3. Maria Yepifanova article headlined "Parting with what they had brought: same diplomatic standoff now with lowered shields" covers the Russian authorities' reaction to the Geneva agreement on Ukraine; p 8 (600 words).

4. Olga Musafirova article headlined "Easter eve gift may result in loss of Donbass" covers the Ukrainian authorities' reaction to the Geneva agreement on Ukraine; p 8 (400 words).

5. Zinaida Burskaya article headlined "... Not even trains are coming" argues that Crimea has been rendered inaccessible for Russians as it is largely off limits to many airlines and railway companies for political reasons; p 9 (1,300 words).

6. Roman Anin article headlined "'Rossia' sold in brotherly manner" is an investigative piece exploring a recent deal between sanction-hit bank "Rossia", allegedly controlled by Vladimir Putin's associates, and Russia's gas giant Gazprom; pp 12-13 (1,800 words).

7. Yulia Polukhina article headlined "Process focuses on morals" details a court hearing on the case against opposition politician Aleksey Navalny; p 15 (1,100 words).

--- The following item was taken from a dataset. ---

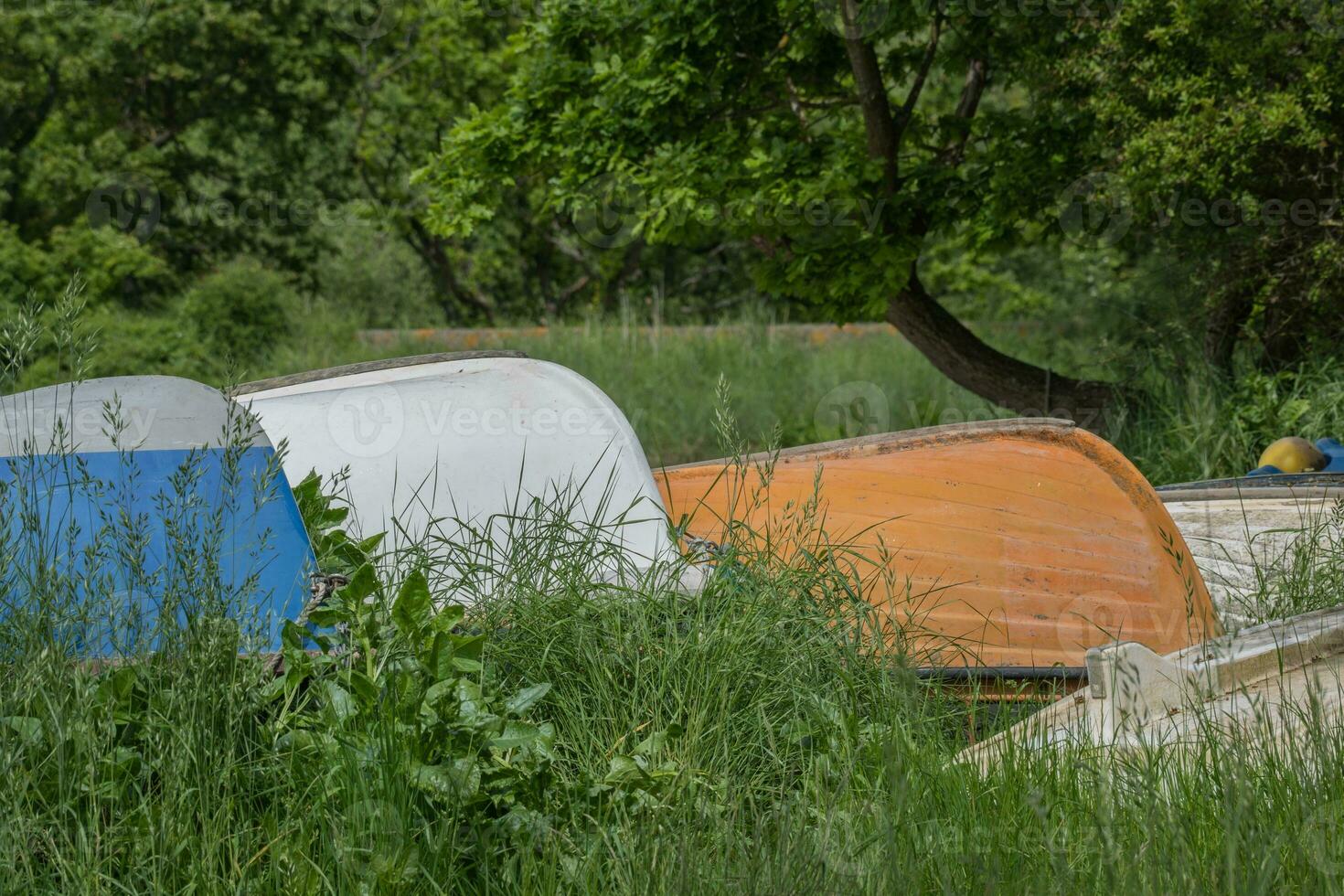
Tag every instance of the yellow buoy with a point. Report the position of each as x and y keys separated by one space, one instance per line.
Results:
x=1293 y=454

8. Nadezha Prusenkova and Vera Chelishcheva article headlined "No special agents found" details the current state of affairs in the trial on journalist Anna Politkovskaya's murder; pp 16-17; (1,800 words).

RBK Daily

1. Katerina Kitayeva article headlined "Mamut at helm" covers the announcement made by Rambler and Co. media company president Alexander Mamut, who said he would take part in the holding company's work on the operational level; pp 1, 9 (400 words).

2. Alexander Artemyev article headlined "Easter truce broken" is a fact-based piece covering reported fatal clashes in east Ukraine's Slovyansk on the night of April 19; p 2 (700 words).

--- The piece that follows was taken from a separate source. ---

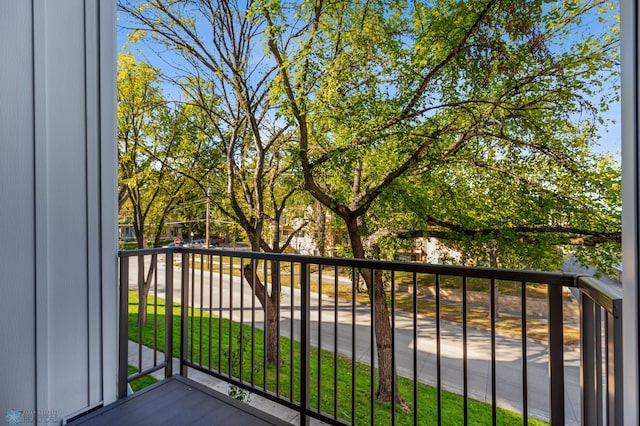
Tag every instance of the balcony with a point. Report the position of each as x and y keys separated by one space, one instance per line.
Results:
x=469 y=345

2. Alisa Shtykia article headlined "Crimean off-shore" details tax cuts and other benefits proposed by Russian lawmakers for Crimea; p 3 (600 words).

Novaya Izvestia

1. Sergei Putilov article headlined "No-resort mood" examines the economic situation in Crimea, where locals are expecting an influx of Russian tourists, but some have their doubts; pp 1, 3 (900 words).

2. Dmitry Durnev article headlined "Easter shooting" recalls recent clashes in east Ukraine focusing on the shoot-out that reportedly occurred in Slovyansk on the night of April 19; p 2 (500 words).

Komsomolskaya Pravda

1. Yevgeny Chernykh article headlined "Totalitarian sects seized authority in Ukraine?" argues, among other things, that the Maidan revolution in Ukraine was largely inspired by the Church of Scientology; pp 1, 7 (1,900 words).

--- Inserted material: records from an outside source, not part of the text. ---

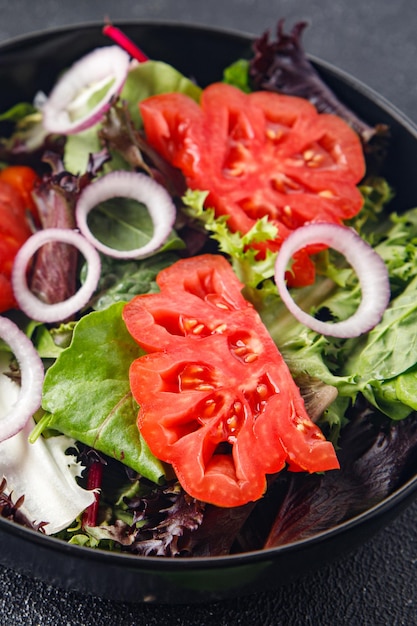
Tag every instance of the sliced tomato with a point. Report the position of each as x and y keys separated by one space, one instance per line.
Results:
x=260 y=154
x=14 y=230
x=217 y=400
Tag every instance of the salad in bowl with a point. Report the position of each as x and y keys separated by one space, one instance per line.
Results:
x=207 y=307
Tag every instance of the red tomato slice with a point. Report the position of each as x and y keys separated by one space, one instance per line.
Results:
x=217 y=400
x=260 y=154
x=14 y=230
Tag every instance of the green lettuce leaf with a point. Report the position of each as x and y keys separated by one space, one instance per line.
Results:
x=87 y=393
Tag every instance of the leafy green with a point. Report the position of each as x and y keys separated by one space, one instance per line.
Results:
x=121 y=280
x=153 y=78
x=381 y=365
x=87 y=393
x=125 y=224
x=237 y=74
x=145 y=80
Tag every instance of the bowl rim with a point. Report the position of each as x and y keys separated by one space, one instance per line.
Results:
x=399 y=496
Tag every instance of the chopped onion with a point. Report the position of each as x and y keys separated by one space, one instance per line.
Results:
x=135 y=186
x=32 y=374
x=368 y=265
x=67 y=110
x=28 y=302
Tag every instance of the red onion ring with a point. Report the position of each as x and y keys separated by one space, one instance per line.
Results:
x=28 y=302
x=32 y=375
x=138 y=187
x=368 y=265
x=108 y=63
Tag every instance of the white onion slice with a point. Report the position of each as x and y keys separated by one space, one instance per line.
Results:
x=32 y=374
x=135 y=186
x=28 y=302
x=109 y=64
x=368 y=265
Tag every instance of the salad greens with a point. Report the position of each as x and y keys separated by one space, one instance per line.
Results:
x=87 y=398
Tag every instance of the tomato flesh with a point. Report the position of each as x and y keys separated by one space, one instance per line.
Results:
x=217 y=400
x=261 y=154
x=14 y=228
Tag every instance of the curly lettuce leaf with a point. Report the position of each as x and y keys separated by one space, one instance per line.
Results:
x=87 y=393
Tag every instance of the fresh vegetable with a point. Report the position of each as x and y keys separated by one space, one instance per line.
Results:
x=84 y=92
x=146 y=192
x=187 y=349
x=261 y=154
x=15 y=227
x=368 y=265
x=216 y=398
x=15 y=416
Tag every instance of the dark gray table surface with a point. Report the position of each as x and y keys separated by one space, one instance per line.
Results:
x=375 y=41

2. Alexander Kots and Dmitry Steshin article headlined "Easter on blood" is a heavily opinionated piece on the reported April 19 shooting near east Ukraine's Slovyansk; p 5 (700 words).

3. Yelena Chinkova interview with Ukraine's pro-Russian presidential candidate Oleg Tsarev headlined "Worst is still ahead", p 8 (300 words).

Tvoi Den

1. Unattributed article headlined "Out brothers are being killed" covers a recent statement by the "people's mayor" of east Ukraine's Slovyansk addressed to Vladimir Putin; p 2 (200 words).

2. Unattributed article headlined "Bloody Sunday" is a heavily opinionated piece on the reported April 19 shooting near east Ukraine's Slovyansk; pp 2-3 (300 words).

3. Unattributed article headlined "I was not told there was war here" is allegedly a brief interview with a member of Ukraine's Right Sector party detained in east Ukraine's Slovyansk; p 3 (100 words).